The share price of the company is generally affected by the recent announcements or any information about the industry in which the company is operating. Investors tend to buy the stock when the broader industry is expected to benefit. However, many externals factors, like political events and economic events, also influence the share price of a stock.
While looking at the share price movement, one should also consider the volumes. Volumes play a critical role when it comes to conducting technical analysis.
Also read: Tips for Monster Returns from Equities
Is there any risk involved in investing in shares?
Investing in the stock market is generally riskier than many other investments. It is generally because share prices are very volatile, and they are sensitive to the changes in macro-economic environment. However, higher risk involved also means that you have an opportunity to make a greater profit. It is necessary to understand that investment in shares is a long-term process and patience is the key. To minimize the risk, one should always diversify their investment.
Earlier, in the article, we talked about the movement in share price and, considering share price movements, one should never ignore trading volumes.
It is generally said that higher the trading volume, higher is the liquidity on the stock. Most of the technical analysts rely on trading volumes and they try to base their decisions on it. Therefore, while movement in the stock price is utmost important, its volume is equally crucial.
In this article, we are going to look at the following three stocks:
Fisher & Paykel Healthcare Corporation Limited
On July 20, 2020, the stock of Fisher & Paykel Healthcare Corporation Limited (NZX: FPH) closed the day’s trading at NZ$35.760 per share, a decrease of 0.53% on an intraday basis.
Strong Performance in Second Half
Before COVID-19 impacted sales, FY20 was on track to deliver robust growth. As a result of increased demand for Hospital and Homecare products, the second half of the 2020 financial year saw the company deliver better-than-expected financial performance.

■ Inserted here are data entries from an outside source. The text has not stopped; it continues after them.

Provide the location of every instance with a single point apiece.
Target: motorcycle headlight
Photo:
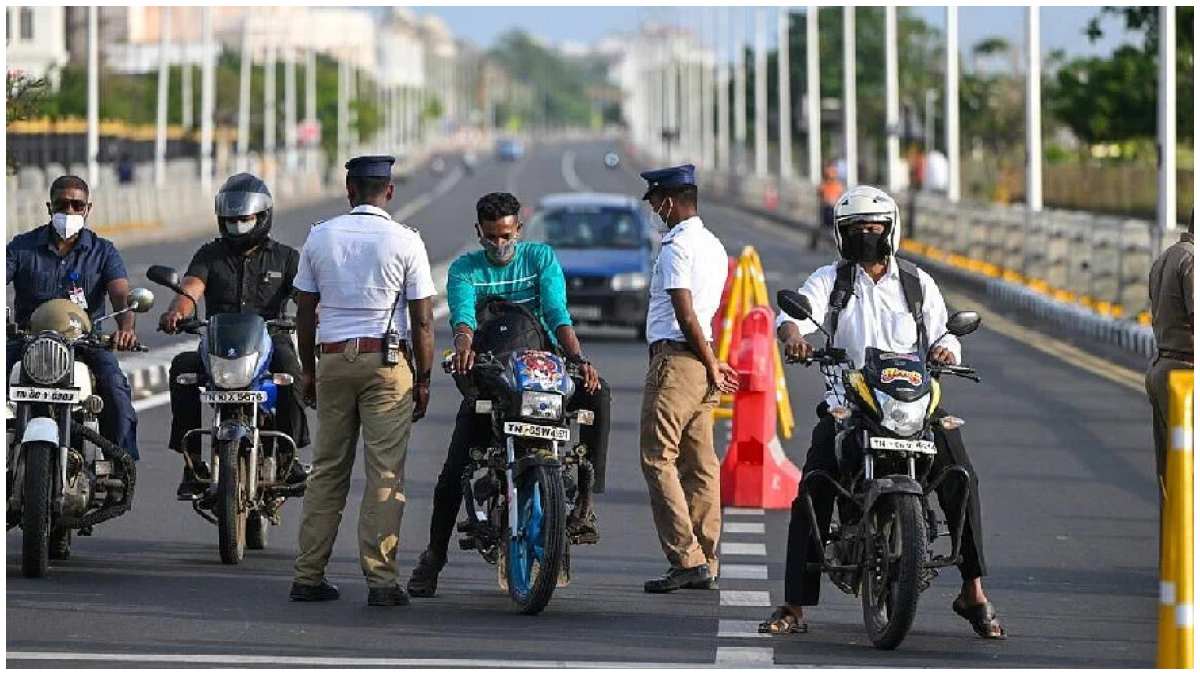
(900, 417)
(47, 360)
(233, 374)
(629, 281)
(541, 405)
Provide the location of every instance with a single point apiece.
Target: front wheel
(231, 509)
(537, 554)
(35, 511)
(895, 561)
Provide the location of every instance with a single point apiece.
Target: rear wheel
(537, 555)
(231, 509)
(892, 587)
(35, 511)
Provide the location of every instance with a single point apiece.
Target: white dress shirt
(691, 257)
(876, 316)
(359, 263)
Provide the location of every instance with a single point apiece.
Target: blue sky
(1061, 27)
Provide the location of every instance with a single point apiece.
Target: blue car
(606, 245)
(509, 149)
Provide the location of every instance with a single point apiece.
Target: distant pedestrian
(370, 275)
(683, 386)
(1173, 317)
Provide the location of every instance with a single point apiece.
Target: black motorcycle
(521, 488)
(249, 459)
(881, 545)
(61, 476)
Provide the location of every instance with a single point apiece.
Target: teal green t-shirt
(533, 278)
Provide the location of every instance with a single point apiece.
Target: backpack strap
(843, 290)
(913, 294)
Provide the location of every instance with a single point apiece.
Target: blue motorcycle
(249, 460)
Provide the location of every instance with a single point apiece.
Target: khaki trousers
(678, 460)
(357, 390)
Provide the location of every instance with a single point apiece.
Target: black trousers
(802, 586)
(473, 430)
(185, 399)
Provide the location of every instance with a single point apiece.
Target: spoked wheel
(535, 556)
(892, 587)
(231, 509)
(35, 511)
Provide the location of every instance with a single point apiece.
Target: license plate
(537, 431)
(43, 395)
(233, 396)
(900, 444)
(586, 312)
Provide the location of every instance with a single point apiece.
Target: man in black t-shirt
(244, 270)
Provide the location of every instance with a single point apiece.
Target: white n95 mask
(67, 225)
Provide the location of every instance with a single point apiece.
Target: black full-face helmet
(244, 195)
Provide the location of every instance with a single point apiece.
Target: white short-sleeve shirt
(363, 264)
(691, 257)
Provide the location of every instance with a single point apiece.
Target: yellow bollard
(1176, 585)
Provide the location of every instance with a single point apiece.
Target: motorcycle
(881, 544)
(63, 476)
(520, 489)
(247, 469)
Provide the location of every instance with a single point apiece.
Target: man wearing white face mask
(65, 260)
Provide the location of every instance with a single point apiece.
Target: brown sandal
(784, 622)
(982, 619)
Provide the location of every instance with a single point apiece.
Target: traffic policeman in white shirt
(371, 276)
(683, 386)
(885, 298)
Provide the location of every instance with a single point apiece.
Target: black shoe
(709, 584)
(319, 592)
(387, 596)
(582, 529)
(677, 578)
(424, 581)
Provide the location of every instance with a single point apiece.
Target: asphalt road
(1063, 457)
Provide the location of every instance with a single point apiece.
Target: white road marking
(745, 598)
(737, 657)
(569, 175)
(743, 571)
(732, 548)
(328, 662)
(739, 511)
(738, 628)
(151, 401)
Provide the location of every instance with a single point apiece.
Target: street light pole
(952, 103)
(760, 94)
(160, 142)
(1167, 121)
(892, 97)
(93, 96)
(850, 126)
(208, 91)
(785, 95)
(813, 67)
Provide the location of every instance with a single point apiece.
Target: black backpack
(910, 280)
(504, 327)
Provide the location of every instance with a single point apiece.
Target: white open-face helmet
(864, 203)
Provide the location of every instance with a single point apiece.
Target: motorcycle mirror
(141, 300)
(963, 323)
(163, 275)
(795, 304)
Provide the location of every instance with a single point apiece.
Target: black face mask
(865, 246)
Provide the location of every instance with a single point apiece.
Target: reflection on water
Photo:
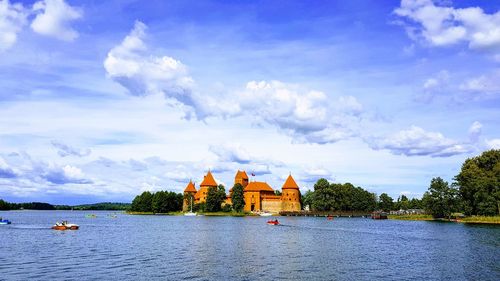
(228, 248)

Operating revenue stood at $1.26 billion, up 18 per cent over last year, or 14 per cent in constant currency. Net profit after tax stood at $287 million, up 37 per cent over the previous year. The increase in revenue was largely driven by growth in the use of Optiflow™ nasal high flow therapy, demand for products to treat COVID-19 patients, and strong hardware sales throughout the course of the year.

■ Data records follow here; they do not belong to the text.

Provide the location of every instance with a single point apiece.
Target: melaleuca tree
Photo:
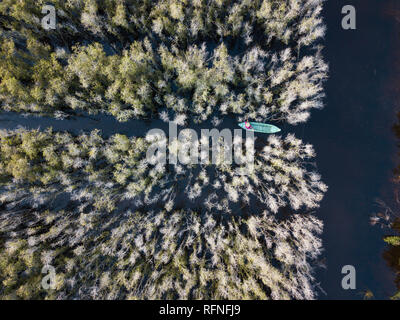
(134, 58)
(158, 255)
(108, 218)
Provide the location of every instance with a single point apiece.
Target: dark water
(352, 135)
(355, 144)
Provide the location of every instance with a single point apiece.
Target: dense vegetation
(110, 219)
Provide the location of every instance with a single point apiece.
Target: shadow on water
(355, 145)
(352, 137)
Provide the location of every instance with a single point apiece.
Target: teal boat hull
(261, 127)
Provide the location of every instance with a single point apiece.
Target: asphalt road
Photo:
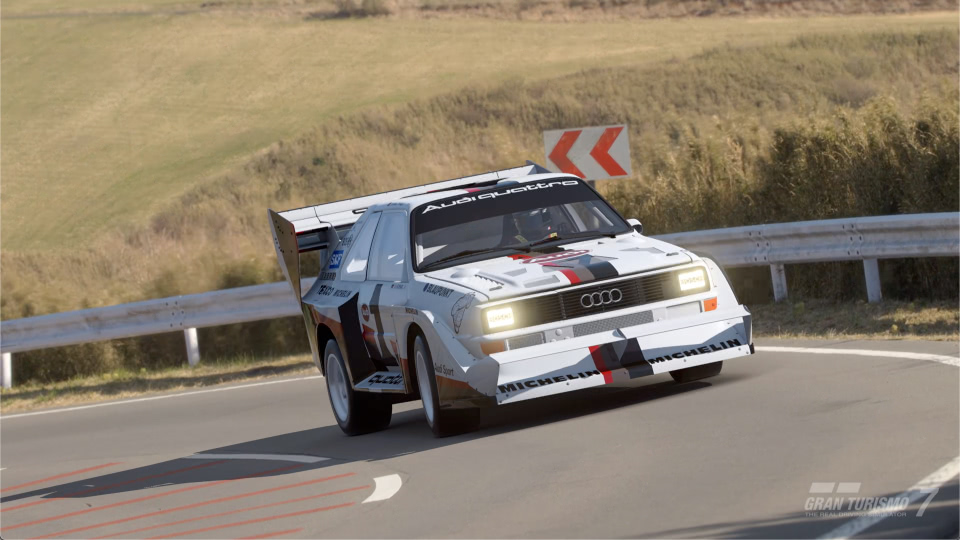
(736, 456)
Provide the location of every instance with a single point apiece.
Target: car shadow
(407, 434)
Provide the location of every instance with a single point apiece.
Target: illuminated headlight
(694, 279)
(499, 317)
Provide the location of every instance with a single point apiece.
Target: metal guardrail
(866, 239)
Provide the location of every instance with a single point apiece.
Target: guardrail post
(872, 274)
(779, 278)
(193, 346)
(6, 372)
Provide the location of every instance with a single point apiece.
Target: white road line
(919, 490)
(270, 457)
(387, 486)
(152, 398)
(948, 360)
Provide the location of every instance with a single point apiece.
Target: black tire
(356, 412)
(444, 422)
(697, 372)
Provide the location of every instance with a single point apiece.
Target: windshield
(508, 218)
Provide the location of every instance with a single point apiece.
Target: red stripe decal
(64, 475)
(571, 275)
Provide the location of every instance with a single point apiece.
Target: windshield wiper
(460, 254)
(560, 237)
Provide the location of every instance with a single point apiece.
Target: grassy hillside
(731, 136)
(109, 118)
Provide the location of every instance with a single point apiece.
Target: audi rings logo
(601, 298)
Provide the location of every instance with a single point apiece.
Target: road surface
(763, 450)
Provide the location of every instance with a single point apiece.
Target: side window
(389, 248)
(355, 264)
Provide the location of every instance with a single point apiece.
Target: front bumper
(621, 354)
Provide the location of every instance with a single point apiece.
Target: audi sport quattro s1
(493, 289)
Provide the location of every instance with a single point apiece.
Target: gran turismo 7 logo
(841, 499)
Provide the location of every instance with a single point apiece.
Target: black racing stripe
(634, 361)
(610, 359)
(602, 270)
(357, 359)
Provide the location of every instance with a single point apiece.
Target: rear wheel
(443, 422)
(697, 372)
(356, 412)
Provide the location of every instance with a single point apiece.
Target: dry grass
(124, 384)
(819, 319)
(707, 120)
(107, 119)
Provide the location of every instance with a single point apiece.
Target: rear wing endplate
(318, 227)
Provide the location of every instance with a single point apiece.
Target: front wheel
(356, 412)
(443, 422)
(697, 372)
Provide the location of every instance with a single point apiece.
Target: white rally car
(493, 289)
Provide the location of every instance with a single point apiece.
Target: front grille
(634, 292)
(569, 304)
(605, 325)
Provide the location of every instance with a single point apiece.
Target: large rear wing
(315, 228)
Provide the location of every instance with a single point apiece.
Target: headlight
(694, 279)
(499, 317)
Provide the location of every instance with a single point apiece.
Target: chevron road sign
(592, 153)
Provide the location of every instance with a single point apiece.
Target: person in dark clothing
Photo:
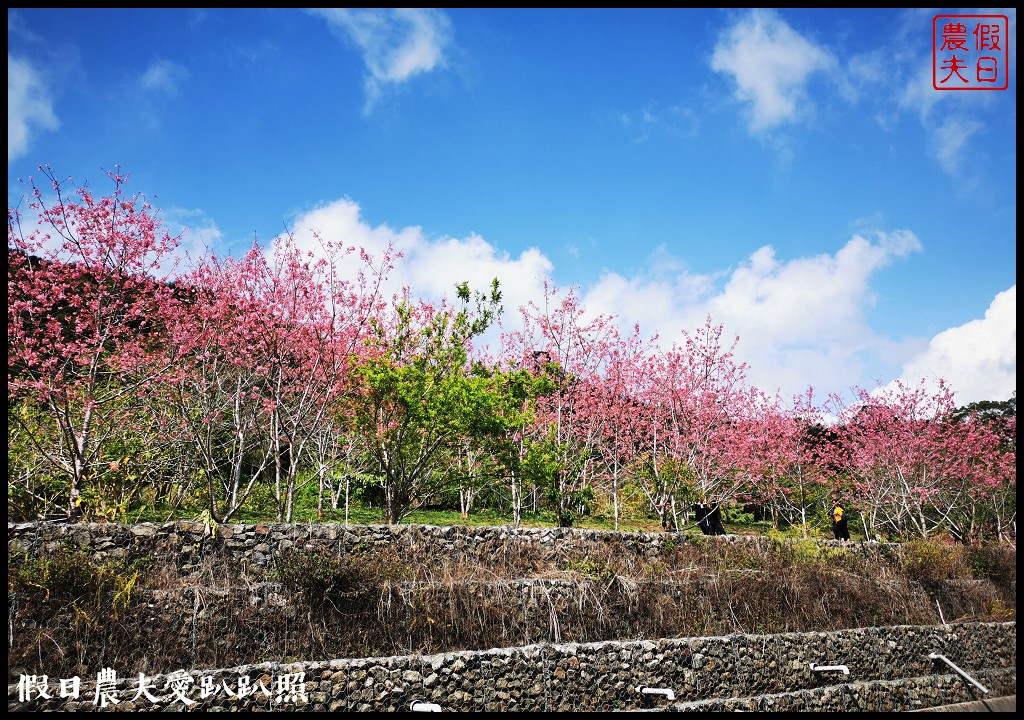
(709, 518)
(715, 520)
(840, 528)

In the Hospital product group, revenue increased 25 per cent, or 21 per cent in constant currency, to $801 million for the year.
Results in Brief (Source: Company Reports)
Metlifecare Limited (NZX: MET)
Metlifecare Limited (NZX: MET) has recently advised that, on July 5, 2020, it received on a without prejudice basis a non-binding indicative offer from APVG (or Asia Pacific Village Group Limited) to acquire all Metlifecare shares for NZ$6.00 per share under the Scheme of Arrangement.
On July 20, 2020, the stock of MET closed the day’s trading at NZ$5.900 per share.
The a2 Milk Company Limited (NZX: ATM)
On July 20, 2020, the stock of ATM closed the day’s trading at NZ$20.530 per share, a decline of 0.82% on an intraday basis.
Because of the current situation of COVID-19, the company is uncertain about its future. The company’s full year EBITDA margin is expected to be above that was advised in the month of February and between 31% to 32%. This assumes that planned marketing activity for FY 2020 of $200 Mn, weighted to 2H FY 2020, would be fully expended prior to year-end.
The company’s 2H FY 2020 EBITDA margin is expected to be higher than previously expected. This is mainly as a result of:
- Higher revenue, and higher gross margin, from greater margin nutritional products, in part because of the consumer pantry stocking in 3QFY20 compared to anticipation;
- Positive impact arising from exchange rate movement in USD: NZD effecting China segment revenue and earnings; and
- Lower than anticipated costs for travel, and other costs as a result of a delay in planned recruitment, due to coronavirus restrictions.